Following a sustained campaign over the last decade by classics organisations and charities, more comprehensives are now offering Latin than grammar and independent schools combined.
Research carried out by the Cambridge Schools Classics Project (CSCP) reveals that, in England, 511 comprehensives now offer Latin, compared with 104 grammar schools and 403 independent schools.
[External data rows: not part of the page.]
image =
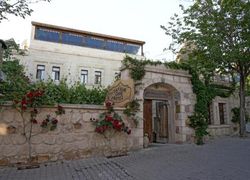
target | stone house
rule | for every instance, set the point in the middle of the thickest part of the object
(91, 58)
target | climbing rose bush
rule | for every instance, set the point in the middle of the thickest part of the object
(110, 120)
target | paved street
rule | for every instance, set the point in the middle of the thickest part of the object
(220, 159)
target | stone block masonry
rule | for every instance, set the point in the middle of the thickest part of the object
(73, 138)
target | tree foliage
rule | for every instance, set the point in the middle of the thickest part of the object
(217, 35)
(19, 8)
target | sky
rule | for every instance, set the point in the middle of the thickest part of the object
(133, 19)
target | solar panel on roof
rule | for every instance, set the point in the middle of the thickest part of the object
(46, 34)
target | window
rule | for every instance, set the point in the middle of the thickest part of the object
(98, 77)
(84, 76)
(56, 73)
(40, 72)
(222, 112)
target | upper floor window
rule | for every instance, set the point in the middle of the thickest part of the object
(40, 72)
(84, 76)
(98, 77)
(56, 73)
(222, 113)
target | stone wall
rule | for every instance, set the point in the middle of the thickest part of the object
(73, 138)
(184, 98)
(248, 105)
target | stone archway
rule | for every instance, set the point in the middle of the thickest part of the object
(179, 103)
(159, 112)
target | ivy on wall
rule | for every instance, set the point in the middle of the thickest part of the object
(205, 93)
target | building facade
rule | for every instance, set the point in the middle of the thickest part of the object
(78, 56)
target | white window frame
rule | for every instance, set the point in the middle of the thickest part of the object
(98, 74)
(55, 73)
(84, 76)
(40, 72)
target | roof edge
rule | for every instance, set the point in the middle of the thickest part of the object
(133, 41)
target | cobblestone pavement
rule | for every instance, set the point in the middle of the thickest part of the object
(226, 158)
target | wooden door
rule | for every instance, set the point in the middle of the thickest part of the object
(147, 115)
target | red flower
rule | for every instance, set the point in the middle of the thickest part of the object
(109, 104)
(54, 121)
(129, 131)
(117, 125)
(44, 123)
(34, 121)
(109, 118)
(29, 94)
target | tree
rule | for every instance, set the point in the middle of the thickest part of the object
(16, 7)
(220, 32)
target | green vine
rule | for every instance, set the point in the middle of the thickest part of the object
(130, 111)
(205, 93)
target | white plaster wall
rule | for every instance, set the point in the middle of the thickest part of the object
(71, 59)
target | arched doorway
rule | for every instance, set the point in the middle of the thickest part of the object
(159, 111)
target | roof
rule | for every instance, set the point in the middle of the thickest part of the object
(116, 38)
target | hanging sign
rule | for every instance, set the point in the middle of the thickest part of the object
(121, 92)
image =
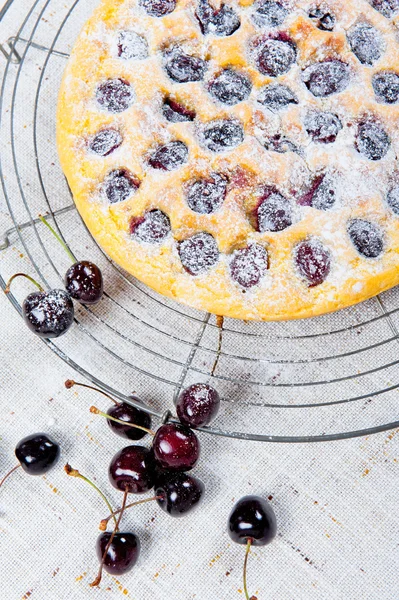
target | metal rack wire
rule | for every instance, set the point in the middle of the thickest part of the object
(322, 379)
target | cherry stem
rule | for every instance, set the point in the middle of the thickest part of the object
(8, 474)
(61, 241)
(75, 473)
(97, 580)
(96, 411)
(104, 522)
(70, 383)
(7, 289)
(219, 324)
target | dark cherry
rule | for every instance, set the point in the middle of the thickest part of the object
(386, 87)
(223, 134)
(326, 77)
(153, 227)
(221, 22)
(252, 519)
(205, 196)
(198, 405)
(276, 96)
(275, 57)
(158, 8)
(129, 414)
(230, 87)
(132, 46)
(367, 237)
(169, 157)
(198, 253)
(84, 282)
(372, 140)
(182, 67)
(269, 13)
(176, 447)
(274, 212)
(122, 554)
(132, 468)
(37, 453)
(105, 142)
(48, 314)
(249, 265)
(323, 127)
(115, 95)
(324, 20)
(175, 112)
(119, 185)
(366, 42)
(179, 493)
(313, 261)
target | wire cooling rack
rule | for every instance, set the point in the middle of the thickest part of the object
(328, 378)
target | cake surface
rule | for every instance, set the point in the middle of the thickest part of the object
(239, 157)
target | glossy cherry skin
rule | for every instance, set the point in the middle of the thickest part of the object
(84, 282)
(176, 447)
(130, 414)
(178, 493)
(122, 554)
(252, 518)
(198, 405)
(132, 468)
(37, 453)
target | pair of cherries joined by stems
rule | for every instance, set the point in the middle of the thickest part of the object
(50, 313)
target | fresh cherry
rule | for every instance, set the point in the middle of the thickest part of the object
(176, 447)
(198, 405)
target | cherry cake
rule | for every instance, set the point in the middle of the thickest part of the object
(240, 156)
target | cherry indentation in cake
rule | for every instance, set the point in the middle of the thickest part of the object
(321, 194)
(198, 253)
(175, 112)
(273, 213)
(367, 237)
(115, 95)
(119, 184)
(182, 67)
(323, 19)
(105, 141)
(249, 265)
(152, 227)
(221, 22)
(366, 43)
(275, 56)
(276, 96)
(386, 86)
(205, 196)
(326, 77)
(372, 140)
(323, 127)
(132, 46)
(230, 87)
(158, 8)
(269, 13)
(169, 157)
(313, 261)
(223, 134)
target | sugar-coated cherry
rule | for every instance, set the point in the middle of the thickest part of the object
(179, 493)
(197, 405)
(326, 77)
(132, 468)
(367, 237)
(176, 447)
(84, 282)
(313, 261)
(122, 553)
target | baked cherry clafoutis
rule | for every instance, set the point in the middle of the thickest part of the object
(240, 157)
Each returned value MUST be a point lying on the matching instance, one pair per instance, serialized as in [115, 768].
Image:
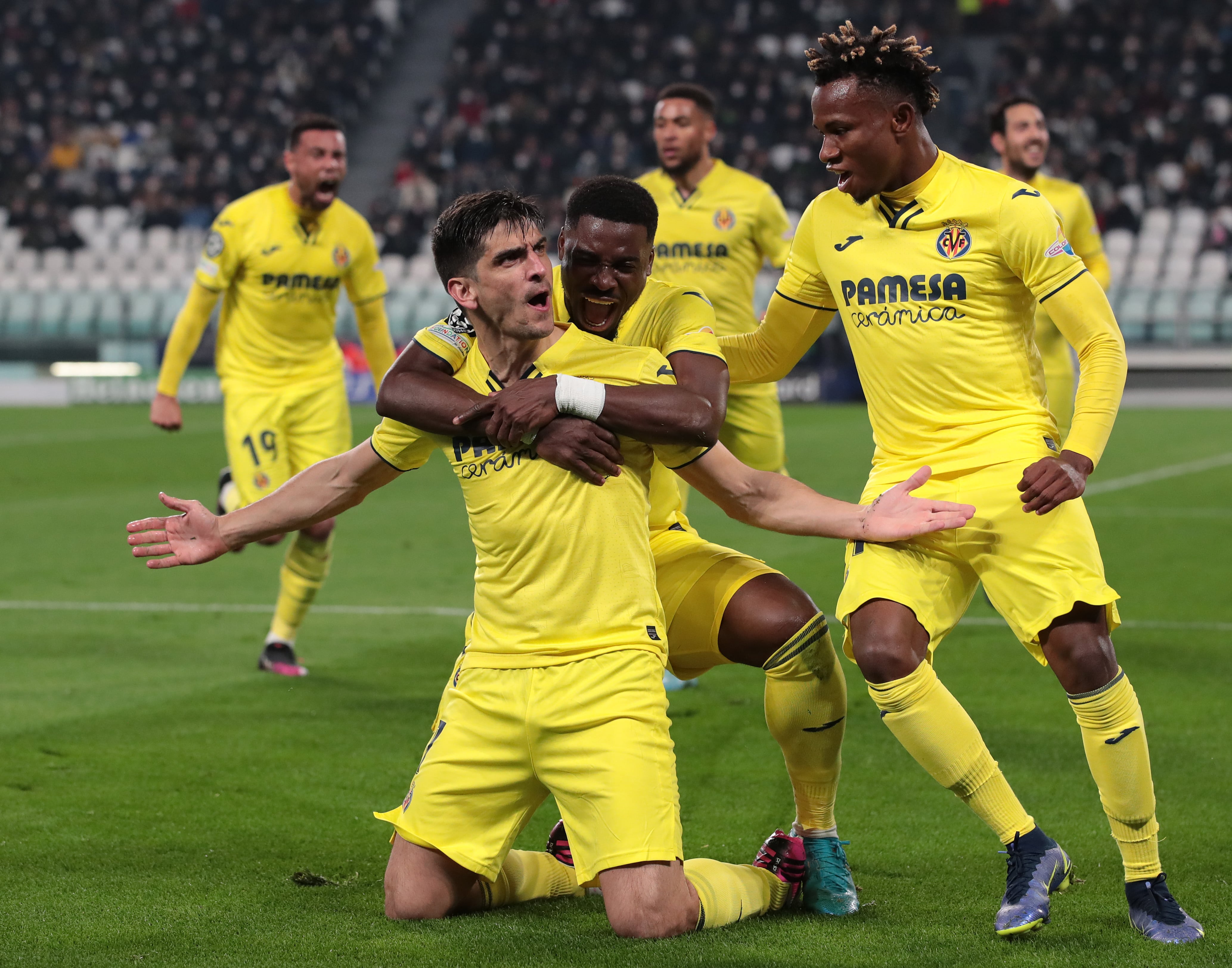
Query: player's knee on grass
[651, 899]
[887, 640]
[1080, 648]
[424, 885]
[761, 617]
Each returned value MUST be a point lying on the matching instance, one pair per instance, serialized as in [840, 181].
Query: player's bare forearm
[778, 503]
[421, 392]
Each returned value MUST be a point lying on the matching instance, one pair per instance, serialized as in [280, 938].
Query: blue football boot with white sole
[1155, 912]
[828, 885]
[1037, 869]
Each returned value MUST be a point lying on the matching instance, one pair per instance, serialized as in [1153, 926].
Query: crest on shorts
[1060, 246]
[954, 241]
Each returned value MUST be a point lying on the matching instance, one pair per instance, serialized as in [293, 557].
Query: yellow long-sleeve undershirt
[194, 317]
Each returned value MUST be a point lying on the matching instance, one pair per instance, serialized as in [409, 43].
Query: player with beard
[718, 227]
[1021, 137]
[935, 268]
[279, 257]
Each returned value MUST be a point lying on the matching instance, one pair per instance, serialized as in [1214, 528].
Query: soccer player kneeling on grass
[935, 268]
[560, 689]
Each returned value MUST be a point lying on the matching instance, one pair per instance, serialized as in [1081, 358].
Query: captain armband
[580, 397]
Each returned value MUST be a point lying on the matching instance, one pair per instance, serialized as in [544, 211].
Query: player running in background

This represents a 9 per cent rise in the number of comprehensives offering Latin since May 2007 and a dramatic quadrupling since 2000.
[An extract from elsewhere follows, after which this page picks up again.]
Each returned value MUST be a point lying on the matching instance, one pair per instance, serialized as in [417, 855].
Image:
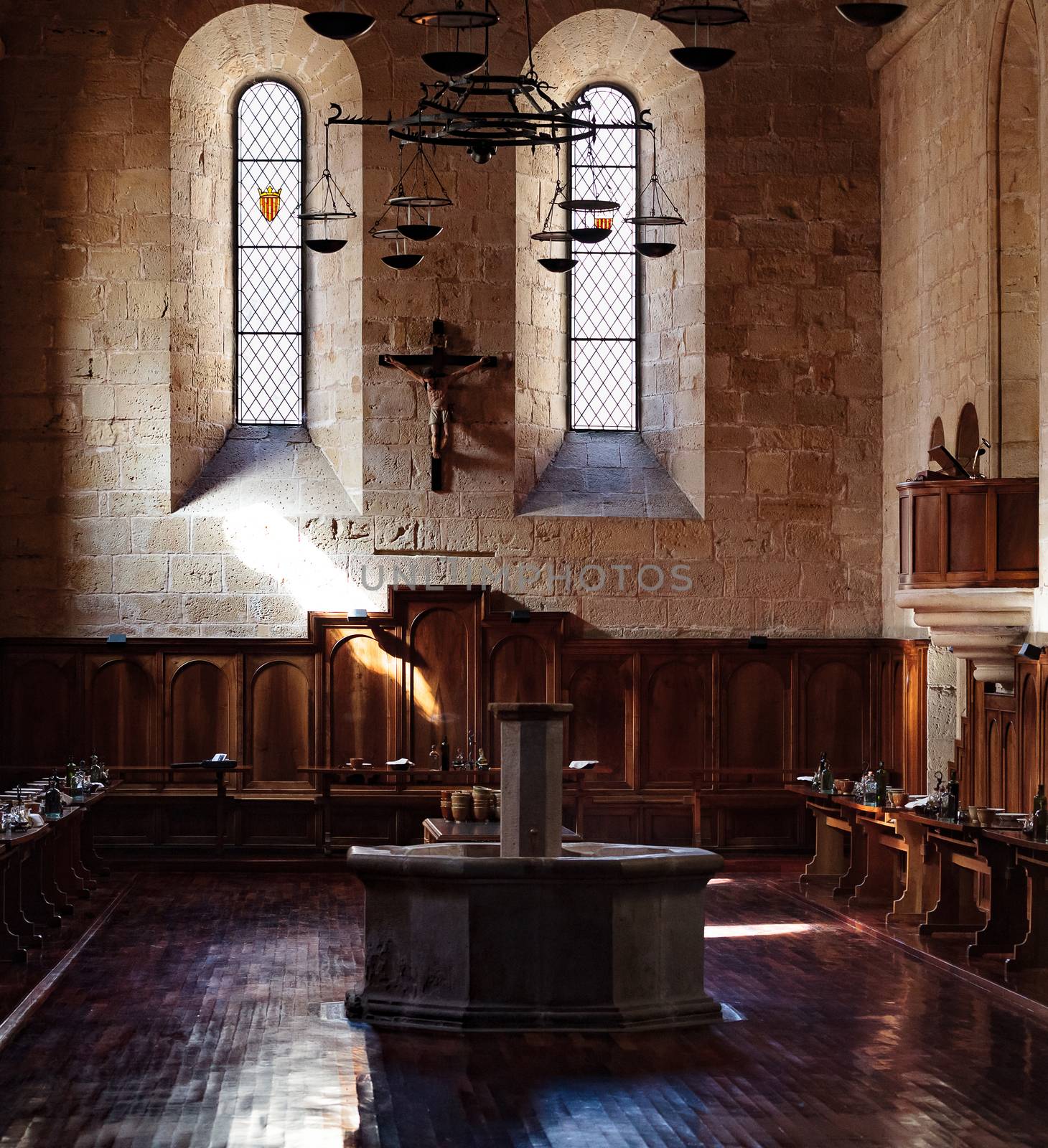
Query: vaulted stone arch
[1017, 235]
CSCP director Will Griffiths largely credits the surge to initiatives introduced under the previous Government, and to campaigns and outreach work by classics groups.
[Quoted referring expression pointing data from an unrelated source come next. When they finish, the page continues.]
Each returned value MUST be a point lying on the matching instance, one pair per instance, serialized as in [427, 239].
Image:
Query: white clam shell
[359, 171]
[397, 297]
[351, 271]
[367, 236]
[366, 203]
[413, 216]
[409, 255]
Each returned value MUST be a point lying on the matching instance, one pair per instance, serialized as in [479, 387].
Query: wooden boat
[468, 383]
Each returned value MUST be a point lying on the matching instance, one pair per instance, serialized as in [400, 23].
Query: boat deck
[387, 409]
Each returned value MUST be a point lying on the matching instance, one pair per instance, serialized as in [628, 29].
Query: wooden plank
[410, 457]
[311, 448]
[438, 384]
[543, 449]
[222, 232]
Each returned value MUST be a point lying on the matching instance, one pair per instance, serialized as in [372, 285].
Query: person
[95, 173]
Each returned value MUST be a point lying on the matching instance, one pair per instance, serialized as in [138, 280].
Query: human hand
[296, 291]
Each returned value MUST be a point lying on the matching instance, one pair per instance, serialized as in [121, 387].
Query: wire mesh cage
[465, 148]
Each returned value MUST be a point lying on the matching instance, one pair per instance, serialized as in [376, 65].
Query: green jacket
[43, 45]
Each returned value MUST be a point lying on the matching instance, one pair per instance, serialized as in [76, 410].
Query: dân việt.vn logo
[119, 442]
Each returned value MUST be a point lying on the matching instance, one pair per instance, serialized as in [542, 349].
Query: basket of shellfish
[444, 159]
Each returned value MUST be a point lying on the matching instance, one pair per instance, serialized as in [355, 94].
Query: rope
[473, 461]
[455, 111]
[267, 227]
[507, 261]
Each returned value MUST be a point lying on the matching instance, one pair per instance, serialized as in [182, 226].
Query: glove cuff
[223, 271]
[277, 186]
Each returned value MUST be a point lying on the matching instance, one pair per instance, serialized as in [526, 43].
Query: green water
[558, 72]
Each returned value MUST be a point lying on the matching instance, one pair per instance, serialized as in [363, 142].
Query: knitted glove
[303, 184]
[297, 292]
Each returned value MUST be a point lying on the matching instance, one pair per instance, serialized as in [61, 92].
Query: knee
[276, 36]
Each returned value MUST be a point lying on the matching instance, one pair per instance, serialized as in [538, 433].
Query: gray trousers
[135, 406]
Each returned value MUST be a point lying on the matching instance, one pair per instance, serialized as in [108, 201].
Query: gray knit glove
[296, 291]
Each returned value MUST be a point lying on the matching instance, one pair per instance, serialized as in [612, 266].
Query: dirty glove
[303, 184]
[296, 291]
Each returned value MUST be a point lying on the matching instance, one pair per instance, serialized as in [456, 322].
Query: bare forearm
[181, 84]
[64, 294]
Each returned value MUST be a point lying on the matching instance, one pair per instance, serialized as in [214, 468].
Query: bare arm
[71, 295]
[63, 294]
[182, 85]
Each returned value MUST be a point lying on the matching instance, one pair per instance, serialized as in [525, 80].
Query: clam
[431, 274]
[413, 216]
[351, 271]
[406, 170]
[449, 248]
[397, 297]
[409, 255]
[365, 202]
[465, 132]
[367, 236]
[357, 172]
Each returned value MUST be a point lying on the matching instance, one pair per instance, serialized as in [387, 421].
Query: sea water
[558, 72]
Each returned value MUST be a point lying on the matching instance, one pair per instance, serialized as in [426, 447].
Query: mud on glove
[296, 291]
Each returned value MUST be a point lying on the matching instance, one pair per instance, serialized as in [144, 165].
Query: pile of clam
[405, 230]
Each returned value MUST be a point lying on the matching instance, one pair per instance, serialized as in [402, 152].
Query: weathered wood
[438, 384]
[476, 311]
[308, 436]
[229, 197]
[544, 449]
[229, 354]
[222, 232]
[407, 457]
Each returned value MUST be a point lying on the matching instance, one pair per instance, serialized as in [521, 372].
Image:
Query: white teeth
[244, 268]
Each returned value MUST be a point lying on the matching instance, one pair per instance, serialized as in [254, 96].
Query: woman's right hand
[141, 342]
“These results show that classics in the state sector is very healthy and has a vibrant future,” Mr Griffiths said. “We are delighted to find there has been such a huge surge.”
Mr Griffiths said that making quality teaching and learning resources available online had been significant, as had greater variety of assessment.
The figures include schools that offer Latin as an extra-curricular activity, as well as those which have placed it on the main timetable.
Lorna Robinson, director of the Iris Project, which promotes classics in state schools, said teachers are “waking up to the fact” that the subject can enrich the curriculum and develop a range of important skills.
Rowlie Darby, who teaches Latin at Patcham High School in Brighton, said the subject should be open to all.
“There are many reasons why Latin is good for students - from where our language comes from to what makes us similar to and different from the Romans,” he said. “It also encourages students to think.”
He suggested that non-specialists like him who deliver Latin through their existing teaching skills should continue to work in partnership with classically trained teachers.
A spokesman for the Joint Association of Classical Teachers (JACT) said he was “pleasantly surprised” at the survey findings, but expressed caution about the future.
“We receive more and more letters from teachers who say they no longer have the funding to carry on with teaching the classics,” he said.
Mr Griffiths also suggested that current policies may hamper future growth. While he applauded the current Government’s support for Latin, he was concerned that the most popular GCSE-equivalent qualification - offered by the WJEC exam board - does not count towards the English Baccalaureate.
“It is the most popular Latin qualification offered in state schools and universities see it as equivalent to the GCSE course,” he said.